Dr. Christos Theoris, a Veterinary Doctor at Spyros Stavrinides Chemicals, explained that initial symptoms of FIP may include slight sneezing, eye discharge, loss of appetite, and lethargy.
“More severe forms of the disease include the "wet form," characterized by fluid in the chest and a potbellied appearance, and the slower but progressive "dry form," which may lead to neurological symptoms like difficulty controlling movement and coordination,” Dr. Christos Theoris stated.
Efforts are currently underway to combat this disease that has been plaguing the region. The Pancyprian Veterinary Association, Veterinary Services, and dedicated volunteers, including experienced veterinarians and animal-friendly associations, are joining forces to tackle the issue. One of their initiatives involves organizing webinars to educate the public about the disease and provide support to veterinary doctors.
Dr. Nicholas Ioannides from the Andreas Artemiou Veterinary Clinic highlighted that certain cats, especially those under 1 1/2 years old, are more vulnerable to the infection. Additionally, cats in high-density facilities, purebred cats, and male cats are also at higher risk.
“The exact number of infected cats and related deaths is unknown due to the expensive and specialized diagnostic process. However, many cats have tested positive for the disease, showing a strong connection between positive cases and the recent increase in cat deaths,” Dr. Nicholas Ioannides said.
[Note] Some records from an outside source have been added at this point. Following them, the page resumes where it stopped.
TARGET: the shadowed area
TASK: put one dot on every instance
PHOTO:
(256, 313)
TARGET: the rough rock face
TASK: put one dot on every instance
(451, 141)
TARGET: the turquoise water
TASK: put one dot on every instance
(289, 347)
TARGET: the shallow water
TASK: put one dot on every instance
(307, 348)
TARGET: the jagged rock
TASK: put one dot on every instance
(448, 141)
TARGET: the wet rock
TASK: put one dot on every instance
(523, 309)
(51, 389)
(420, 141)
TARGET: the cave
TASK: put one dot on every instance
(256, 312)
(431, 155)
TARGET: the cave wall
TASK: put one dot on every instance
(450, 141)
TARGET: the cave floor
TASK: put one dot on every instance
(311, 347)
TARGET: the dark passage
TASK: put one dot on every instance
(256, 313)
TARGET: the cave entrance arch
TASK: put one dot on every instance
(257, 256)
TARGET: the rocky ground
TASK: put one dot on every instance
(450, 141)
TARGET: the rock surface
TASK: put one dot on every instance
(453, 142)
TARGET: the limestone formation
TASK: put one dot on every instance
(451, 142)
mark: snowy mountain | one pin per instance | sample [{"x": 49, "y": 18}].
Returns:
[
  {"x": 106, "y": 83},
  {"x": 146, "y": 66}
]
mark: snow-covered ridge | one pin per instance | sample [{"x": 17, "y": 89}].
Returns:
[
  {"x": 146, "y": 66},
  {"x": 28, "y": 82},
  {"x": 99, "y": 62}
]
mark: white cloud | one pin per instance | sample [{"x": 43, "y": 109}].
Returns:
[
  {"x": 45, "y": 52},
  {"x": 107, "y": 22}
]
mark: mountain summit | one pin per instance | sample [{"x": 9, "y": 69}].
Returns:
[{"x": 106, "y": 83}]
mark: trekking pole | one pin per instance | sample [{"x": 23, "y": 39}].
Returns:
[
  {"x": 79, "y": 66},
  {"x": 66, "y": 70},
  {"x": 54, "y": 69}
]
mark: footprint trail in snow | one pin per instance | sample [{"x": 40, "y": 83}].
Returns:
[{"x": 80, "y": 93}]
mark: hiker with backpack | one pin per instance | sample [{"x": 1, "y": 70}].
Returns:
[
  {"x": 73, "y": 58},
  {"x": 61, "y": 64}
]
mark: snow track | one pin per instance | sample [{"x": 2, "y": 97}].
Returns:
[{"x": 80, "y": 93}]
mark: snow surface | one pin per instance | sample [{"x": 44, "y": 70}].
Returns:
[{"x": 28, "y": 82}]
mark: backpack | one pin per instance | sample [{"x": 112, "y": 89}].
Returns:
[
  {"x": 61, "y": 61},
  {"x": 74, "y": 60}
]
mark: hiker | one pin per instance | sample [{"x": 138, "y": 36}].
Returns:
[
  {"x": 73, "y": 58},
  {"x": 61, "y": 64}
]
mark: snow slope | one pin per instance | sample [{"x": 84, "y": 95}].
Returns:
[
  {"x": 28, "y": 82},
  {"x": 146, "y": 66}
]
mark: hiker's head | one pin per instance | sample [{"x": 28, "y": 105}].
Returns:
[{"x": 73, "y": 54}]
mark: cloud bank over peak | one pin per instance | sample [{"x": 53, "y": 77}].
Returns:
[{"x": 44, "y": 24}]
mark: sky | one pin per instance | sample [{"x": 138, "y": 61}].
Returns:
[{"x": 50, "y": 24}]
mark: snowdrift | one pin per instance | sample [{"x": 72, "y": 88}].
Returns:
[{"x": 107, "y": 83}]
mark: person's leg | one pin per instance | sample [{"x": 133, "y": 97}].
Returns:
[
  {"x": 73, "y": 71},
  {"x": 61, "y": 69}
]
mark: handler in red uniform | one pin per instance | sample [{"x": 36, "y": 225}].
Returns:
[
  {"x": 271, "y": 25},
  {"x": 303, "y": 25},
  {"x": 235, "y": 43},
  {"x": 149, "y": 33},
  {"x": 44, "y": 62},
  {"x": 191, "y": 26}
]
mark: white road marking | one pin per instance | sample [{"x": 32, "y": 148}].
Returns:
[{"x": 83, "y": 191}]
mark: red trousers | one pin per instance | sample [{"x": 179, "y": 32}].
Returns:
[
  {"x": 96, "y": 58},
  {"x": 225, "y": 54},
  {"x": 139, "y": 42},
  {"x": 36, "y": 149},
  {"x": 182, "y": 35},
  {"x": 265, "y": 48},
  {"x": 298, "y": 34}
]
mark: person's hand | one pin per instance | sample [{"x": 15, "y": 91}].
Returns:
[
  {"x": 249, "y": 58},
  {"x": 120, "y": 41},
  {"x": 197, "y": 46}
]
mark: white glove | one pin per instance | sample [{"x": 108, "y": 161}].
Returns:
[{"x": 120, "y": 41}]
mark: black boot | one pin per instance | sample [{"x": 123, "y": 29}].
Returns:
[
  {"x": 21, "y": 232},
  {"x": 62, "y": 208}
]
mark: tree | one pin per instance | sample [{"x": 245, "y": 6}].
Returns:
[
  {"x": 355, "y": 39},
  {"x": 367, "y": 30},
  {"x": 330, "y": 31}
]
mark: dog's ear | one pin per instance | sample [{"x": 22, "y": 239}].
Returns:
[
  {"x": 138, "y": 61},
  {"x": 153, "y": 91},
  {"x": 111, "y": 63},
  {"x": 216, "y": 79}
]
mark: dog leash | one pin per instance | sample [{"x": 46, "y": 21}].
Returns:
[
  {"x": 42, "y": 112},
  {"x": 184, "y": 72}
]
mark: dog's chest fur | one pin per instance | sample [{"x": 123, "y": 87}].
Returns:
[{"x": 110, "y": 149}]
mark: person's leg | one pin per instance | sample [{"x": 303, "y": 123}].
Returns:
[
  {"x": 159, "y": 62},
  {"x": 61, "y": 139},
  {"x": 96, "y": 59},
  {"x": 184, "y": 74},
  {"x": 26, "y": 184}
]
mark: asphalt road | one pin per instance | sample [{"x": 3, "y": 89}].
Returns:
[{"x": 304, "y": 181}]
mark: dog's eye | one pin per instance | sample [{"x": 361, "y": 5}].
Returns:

FIP appears to be more prevalent in Cyprus compared to other parts of the world, raising concerns about a potentially significant decline in the overall cat population, particularly among stray cats. This decline could have far-reaching effects on the ecosystem since stray cats play a crucial role in controlling rat, mouse, and snake populations in areas with limited human intervention. Infected cats are typically isolated and provided with medical attention, and cat owners are advised to isolate their pets to prevent further spread.
Presently, there are no specific vaccines or natural products available for preventing or treating FIP. As an alternative, two human medicines are being employed: GS-441524, an antiviral drug that belongs to the nucleoside analog family and is derived from the antiviral prodrug remdesivir, and Remdesivir itself, which is a versatile antiviral medicine administered via intravenous injection.
Importing human drugs for FIP treatment has faced legal obstacles, but there is hope that specialized veterinary products will soon be imported to Cyprus. These products are expected to become the primary treatment options, despite their high cost ranging from 2000 to 4000 euros.
Despite the challenges posed by the feline coronavirus outbreak, the people of Cyprus demonstrated their unwavering determination and unity in safeguarding the well-being of their feline companions and themselves. Through collaborative efforts between experts, authorities, and concerned cat owners, they managed to understand the virus better and effectively contain its spread.
The historical significance of cats on the island became even more apparent during this crisis, as their enduring bond with the people proved to be a source of strength and resilience. With a deep-rooted cultural connection to these feline companions, the people of Cyprus were reminded of the importance of providing continued care and attention to protect their cherished cats amidst the emergence of new threats.
As the years passed, the captivating tale of Saint Helen's mission and the monastery of Saint Nicholas of the Cats continued to be told, passing down through generations. The story of how these cats arrived on the shores of Cyprus to combat venomous snakes became a symbol of hope and perseverance, reflecting the island's ability to overcome adversity.
The legacy of this crisis served as a poignant reminder of the value of cooperation and collective responsibility in safeguarding not only the health of animals but also that of humans. The enduring connection between the people of Cyprus and their feline companions remained a cherished aspect of their culture, strengthening their bond and resilience for years to come.